All she wanted was $50,000 from the equity in her house to help pay the bills while looking for a job in nursing. What Imogene Hall got was a brutal lesson in the sometimes shady ways of the mortgage industry.
It's a lesson learned by untold numbers of homeowners in Florida, epicenter of the foreclosure crisis gripping the nation.
"Everywhere I turn, someone else is scamming me,'' said Hall, a 49-year-old Jamaican immigrant who stands to lose her Miami Gardens home the Monday after Thanksgiving. "All I do is work hard, and I get surrounded by thieves.''
A review of court records found evidence of misconduct at nearly every stage of Hall's experience.

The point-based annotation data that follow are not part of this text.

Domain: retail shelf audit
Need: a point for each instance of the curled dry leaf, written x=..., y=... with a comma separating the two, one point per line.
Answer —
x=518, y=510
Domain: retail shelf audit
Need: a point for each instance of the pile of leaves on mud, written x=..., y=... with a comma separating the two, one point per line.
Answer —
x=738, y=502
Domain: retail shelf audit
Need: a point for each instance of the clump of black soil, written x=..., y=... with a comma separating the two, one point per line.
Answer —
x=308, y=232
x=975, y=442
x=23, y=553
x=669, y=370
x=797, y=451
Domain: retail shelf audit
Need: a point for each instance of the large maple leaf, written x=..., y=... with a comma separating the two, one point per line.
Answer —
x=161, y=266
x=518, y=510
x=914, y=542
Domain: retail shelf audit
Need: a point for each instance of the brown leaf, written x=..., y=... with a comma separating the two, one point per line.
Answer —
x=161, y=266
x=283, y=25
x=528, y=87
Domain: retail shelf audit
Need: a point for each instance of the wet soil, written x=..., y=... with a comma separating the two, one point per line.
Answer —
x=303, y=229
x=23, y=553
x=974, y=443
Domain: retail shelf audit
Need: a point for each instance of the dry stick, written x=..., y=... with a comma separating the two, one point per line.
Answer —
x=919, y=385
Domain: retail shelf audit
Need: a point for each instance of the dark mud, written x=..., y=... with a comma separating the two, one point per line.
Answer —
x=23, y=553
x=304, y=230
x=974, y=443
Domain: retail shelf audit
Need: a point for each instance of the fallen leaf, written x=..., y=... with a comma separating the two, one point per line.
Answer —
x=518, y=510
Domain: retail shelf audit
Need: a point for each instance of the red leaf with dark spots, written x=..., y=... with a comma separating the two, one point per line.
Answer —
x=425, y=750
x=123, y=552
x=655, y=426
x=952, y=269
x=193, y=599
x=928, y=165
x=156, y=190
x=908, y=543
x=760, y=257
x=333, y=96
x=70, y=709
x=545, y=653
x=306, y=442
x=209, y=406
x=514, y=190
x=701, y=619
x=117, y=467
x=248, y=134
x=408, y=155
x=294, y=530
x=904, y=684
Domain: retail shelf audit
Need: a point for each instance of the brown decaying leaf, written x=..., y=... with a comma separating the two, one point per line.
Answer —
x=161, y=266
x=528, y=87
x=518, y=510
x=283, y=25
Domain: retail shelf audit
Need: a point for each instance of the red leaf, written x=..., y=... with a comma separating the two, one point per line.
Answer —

Consider:
_ Johnson Cuffy, a former mortgage broker now serving an 11-year prison sentence for grand theft, handled Hall's refinancing in early 2006, using a strategy a state investigator described as ``outright mortgage fraud.'' He faces up to 30 more years in prison if convicted of 16 other mortgage fraud charges he's facing.
_ The title agent who signed the crucial deed transfers that Hall's fraud claim rests on operated an unlicensed title company that stole more than $1.5 million from South Florida home buyers during closing proceedings between 2005 and 2007, according to Florida Supreme Court records.
_ A man who listed his employer as a nonexistent Blockbuster Video store in New York somehow used Hall's home as collateral to secure a $230,000 loan from subprime lender Argent Mortgage.
_ Hall's foreclosure was processed by the Florida Default Law Group, one of four Florida law firms being investigated by the state attorney general for using flawed documents to repossess homes from thousands of owners.